Edit: Oops. It is satire. Damn.
Pyrian on 21/10/2020 at 23:07
:cheeky:
Starker on 22/10/2020 at 15:16
Isn't that the same in German also? Like in the name Hoëcker.
Thirith on 22/10/2020 at 20:34
Not a German name I'm aware of, nor is ë a thing in German.
Kolya on 22/10/2020 at 21:10
It is explained in the (
https://www.dailywritingtips.com/not-an-umlaut/) article that an English diaeresis (as in Zoë, naïve, Noël) has nothing to do with a German Umlaut. Instead it hints to the English speaker that the two vowels are not to be pulled together into a diphtong but spoken separately. Compare the pronunciation of naïve and knife or Zoë and toe.
A German Umlaut instead changes the sound of the vowel:
From a as in art, to ä as in air.
From o as in order, to ö as in turn.
From u as in whoo, to ü as in grew.
Starker on 23/10/2020 at 03:26
Ah, my mistake, I thought Bernhard Hoëcker was German, since he does stand-up in German. Yeah, I know about German umlaut (I'm an English major and also my language has the same letters).

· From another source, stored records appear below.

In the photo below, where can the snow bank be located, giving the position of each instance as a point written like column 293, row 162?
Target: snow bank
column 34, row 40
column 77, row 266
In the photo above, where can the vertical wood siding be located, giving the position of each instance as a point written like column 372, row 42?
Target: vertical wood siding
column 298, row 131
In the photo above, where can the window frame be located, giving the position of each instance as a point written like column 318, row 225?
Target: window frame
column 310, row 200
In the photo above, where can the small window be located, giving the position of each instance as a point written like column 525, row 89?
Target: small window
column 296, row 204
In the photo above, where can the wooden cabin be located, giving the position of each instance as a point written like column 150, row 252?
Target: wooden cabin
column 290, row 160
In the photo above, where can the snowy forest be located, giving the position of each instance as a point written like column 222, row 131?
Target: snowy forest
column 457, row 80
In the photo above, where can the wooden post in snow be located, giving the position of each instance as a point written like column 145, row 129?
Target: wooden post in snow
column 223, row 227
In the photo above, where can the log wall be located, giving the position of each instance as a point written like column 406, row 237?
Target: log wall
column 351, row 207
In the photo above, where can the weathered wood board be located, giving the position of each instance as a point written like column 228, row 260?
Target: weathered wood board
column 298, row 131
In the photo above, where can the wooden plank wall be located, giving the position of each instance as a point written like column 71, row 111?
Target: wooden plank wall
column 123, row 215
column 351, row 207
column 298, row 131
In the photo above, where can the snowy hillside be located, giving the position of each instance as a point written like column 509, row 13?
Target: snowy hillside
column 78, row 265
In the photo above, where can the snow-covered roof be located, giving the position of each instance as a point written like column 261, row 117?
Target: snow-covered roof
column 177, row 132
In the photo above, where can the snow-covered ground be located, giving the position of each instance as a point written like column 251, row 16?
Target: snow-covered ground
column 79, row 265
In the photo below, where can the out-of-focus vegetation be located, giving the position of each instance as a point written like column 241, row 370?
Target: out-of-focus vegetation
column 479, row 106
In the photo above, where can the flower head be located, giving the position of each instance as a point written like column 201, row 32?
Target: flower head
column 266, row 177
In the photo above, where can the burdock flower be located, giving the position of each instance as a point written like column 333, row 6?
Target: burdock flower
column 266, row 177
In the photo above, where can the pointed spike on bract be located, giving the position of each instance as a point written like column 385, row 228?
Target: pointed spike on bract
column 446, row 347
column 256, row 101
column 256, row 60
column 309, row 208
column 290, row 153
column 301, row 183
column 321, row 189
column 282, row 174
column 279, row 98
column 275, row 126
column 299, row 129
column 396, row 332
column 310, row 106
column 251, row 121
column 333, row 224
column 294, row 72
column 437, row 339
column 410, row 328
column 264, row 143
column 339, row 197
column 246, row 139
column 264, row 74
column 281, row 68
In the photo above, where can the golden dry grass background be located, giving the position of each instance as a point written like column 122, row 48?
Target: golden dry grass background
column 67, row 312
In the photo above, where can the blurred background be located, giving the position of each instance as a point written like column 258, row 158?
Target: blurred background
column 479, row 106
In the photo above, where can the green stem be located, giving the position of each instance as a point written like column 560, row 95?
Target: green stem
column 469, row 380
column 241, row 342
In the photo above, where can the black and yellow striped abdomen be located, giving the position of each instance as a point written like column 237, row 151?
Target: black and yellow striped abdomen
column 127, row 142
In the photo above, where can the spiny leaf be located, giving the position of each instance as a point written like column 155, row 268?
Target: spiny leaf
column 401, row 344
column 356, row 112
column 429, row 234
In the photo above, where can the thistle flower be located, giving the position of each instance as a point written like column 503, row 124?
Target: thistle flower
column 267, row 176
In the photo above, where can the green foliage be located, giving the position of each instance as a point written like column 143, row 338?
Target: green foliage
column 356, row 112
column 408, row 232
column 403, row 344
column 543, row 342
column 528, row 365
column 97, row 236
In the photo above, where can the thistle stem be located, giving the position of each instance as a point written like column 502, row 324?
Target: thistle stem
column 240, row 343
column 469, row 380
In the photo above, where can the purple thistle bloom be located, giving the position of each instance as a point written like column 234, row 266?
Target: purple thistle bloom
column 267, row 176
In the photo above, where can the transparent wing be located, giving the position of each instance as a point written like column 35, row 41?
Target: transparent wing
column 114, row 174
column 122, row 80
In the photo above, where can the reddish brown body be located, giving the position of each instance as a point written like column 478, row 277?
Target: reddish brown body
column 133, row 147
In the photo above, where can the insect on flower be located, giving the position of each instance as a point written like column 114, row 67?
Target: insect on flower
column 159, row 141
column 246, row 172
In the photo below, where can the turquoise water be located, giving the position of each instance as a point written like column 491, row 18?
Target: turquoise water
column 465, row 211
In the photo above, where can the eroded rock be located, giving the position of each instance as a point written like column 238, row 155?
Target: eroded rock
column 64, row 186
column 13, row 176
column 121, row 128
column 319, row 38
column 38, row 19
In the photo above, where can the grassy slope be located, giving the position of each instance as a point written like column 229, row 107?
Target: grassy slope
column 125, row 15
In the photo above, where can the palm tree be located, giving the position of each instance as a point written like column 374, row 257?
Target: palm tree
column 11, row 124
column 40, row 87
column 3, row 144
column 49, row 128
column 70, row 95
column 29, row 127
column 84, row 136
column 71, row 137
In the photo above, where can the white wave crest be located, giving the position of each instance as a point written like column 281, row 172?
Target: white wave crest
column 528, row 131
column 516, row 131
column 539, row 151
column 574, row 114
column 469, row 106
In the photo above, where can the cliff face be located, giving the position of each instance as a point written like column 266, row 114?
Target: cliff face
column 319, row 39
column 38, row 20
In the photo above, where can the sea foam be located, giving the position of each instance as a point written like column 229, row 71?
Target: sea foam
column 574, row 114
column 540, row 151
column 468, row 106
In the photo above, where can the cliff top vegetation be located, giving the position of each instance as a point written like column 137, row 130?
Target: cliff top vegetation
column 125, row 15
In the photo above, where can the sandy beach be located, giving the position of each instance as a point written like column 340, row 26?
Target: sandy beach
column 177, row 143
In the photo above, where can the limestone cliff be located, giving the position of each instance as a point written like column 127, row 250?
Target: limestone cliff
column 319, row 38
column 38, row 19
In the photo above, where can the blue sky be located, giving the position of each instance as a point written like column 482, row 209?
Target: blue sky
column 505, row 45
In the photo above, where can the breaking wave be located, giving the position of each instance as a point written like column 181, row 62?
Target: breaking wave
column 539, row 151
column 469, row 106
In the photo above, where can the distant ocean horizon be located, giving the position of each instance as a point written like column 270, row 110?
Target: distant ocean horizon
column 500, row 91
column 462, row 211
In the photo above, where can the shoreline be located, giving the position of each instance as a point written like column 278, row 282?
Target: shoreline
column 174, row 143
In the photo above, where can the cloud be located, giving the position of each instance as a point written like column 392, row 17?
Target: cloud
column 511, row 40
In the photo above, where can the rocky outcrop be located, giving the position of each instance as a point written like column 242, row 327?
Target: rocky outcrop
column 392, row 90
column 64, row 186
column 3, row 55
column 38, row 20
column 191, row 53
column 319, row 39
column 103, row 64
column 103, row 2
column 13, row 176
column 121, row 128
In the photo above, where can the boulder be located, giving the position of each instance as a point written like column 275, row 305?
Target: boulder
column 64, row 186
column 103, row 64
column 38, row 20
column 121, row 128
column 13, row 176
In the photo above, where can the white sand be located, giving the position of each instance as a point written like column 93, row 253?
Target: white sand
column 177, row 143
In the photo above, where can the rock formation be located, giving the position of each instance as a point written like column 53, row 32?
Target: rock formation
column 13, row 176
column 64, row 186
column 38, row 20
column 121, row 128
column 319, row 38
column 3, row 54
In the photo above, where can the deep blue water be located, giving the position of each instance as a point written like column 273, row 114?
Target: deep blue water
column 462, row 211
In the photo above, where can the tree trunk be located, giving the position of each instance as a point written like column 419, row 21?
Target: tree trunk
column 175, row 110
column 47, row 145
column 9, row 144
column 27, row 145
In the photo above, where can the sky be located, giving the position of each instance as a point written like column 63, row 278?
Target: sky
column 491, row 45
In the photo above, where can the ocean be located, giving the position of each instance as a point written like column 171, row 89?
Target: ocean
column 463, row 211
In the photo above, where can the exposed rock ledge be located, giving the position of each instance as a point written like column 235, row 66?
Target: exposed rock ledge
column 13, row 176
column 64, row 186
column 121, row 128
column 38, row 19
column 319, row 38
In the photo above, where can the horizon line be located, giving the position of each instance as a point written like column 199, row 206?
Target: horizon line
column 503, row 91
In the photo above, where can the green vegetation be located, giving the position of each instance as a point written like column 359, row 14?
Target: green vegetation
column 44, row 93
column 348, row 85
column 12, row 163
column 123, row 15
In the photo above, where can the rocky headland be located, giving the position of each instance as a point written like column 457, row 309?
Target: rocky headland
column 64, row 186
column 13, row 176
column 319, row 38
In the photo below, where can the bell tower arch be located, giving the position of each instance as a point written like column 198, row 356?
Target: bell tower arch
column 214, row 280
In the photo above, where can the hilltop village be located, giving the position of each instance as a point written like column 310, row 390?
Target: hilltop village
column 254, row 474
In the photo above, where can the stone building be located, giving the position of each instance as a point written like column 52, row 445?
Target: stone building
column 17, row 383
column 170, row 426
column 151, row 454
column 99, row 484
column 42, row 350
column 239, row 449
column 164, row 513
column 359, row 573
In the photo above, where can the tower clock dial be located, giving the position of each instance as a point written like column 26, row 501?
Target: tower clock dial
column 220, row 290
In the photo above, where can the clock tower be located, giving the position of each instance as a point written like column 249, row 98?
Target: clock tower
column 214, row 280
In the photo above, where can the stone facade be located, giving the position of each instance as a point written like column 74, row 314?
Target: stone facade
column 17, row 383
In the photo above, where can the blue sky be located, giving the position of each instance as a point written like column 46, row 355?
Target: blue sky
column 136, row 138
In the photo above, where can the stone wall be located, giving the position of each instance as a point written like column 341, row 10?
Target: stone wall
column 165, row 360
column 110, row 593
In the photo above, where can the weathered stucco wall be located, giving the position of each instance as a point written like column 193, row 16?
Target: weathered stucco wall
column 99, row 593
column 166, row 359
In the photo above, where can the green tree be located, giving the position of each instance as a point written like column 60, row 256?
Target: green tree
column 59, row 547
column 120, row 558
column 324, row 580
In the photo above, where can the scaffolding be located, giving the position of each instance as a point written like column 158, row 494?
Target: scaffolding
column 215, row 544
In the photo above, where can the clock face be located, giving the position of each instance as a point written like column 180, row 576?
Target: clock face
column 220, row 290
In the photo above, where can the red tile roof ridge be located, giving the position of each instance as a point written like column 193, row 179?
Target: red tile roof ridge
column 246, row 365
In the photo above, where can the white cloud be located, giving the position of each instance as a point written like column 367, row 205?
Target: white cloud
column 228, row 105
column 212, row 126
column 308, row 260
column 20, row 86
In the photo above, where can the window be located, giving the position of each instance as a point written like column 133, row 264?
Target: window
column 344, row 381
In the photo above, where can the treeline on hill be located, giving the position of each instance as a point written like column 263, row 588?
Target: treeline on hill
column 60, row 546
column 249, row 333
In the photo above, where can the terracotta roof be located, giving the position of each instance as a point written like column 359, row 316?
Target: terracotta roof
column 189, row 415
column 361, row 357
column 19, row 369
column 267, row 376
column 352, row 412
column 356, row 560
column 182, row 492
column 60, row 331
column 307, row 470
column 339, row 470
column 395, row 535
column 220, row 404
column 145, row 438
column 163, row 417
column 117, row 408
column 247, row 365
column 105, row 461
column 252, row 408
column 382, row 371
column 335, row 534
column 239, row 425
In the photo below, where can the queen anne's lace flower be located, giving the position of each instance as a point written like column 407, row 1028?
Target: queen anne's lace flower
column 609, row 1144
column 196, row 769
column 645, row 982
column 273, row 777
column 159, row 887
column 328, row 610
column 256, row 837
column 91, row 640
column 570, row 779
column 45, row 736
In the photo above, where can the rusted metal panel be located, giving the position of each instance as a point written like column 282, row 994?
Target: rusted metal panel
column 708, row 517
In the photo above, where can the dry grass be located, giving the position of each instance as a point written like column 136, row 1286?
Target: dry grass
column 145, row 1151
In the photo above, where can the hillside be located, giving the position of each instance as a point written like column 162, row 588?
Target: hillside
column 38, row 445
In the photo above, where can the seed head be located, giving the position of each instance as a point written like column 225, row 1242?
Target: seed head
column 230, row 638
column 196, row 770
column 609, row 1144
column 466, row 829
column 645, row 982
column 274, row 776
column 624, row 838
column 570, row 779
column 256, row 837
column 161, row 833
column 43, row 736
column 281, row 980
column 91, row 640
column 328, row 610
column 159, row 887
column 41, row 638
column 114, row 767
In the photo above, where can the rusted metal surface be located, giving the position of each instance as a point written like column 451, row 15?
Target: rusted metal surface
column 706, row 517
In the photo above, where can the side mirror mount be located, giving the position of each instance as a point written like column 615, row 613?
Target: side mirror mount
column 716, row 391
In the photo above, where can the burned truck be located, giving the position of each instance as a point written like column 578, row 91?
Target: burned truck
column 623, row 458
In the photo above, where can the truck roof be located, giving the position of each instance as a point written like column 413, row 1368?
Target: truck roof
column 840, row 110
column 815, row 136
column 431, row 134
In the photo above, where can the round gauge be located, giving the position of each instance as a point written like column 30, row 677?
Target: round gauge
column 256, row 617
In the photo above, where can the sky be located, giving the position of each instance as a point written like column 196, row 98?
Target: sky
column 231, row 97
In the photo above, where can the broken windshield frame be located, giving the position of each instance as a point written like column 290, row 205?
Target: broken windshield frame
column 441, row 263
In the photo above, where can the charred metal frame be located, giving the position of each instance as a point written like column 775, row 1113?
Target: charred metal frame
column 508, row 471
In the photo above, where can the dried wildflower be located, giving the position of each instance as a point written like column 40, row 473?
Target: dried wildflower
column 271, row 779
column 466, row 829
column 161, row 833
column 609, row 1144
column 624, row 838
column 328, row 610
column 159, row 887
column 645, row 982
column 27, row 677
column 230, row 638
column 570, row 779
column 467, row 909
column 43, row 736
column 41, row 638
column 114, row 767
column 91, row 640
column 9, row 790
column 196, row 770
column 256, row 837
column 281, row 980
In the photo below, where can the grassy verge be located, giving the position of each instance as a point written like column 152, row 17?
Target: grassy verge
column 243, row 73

Edit: wait no, it is a thing in German after all, like in the island name Alëuten (since it's not pronounced Aloiten): (
https://de.wikipedia.org/wiki/Aleuten)
It's probably not common enough for German people to recognise it, then. I'm personally pretty used to seeing it in names like Brontë (which was required reading in school) and in French there's the tréma which is basically the same thing.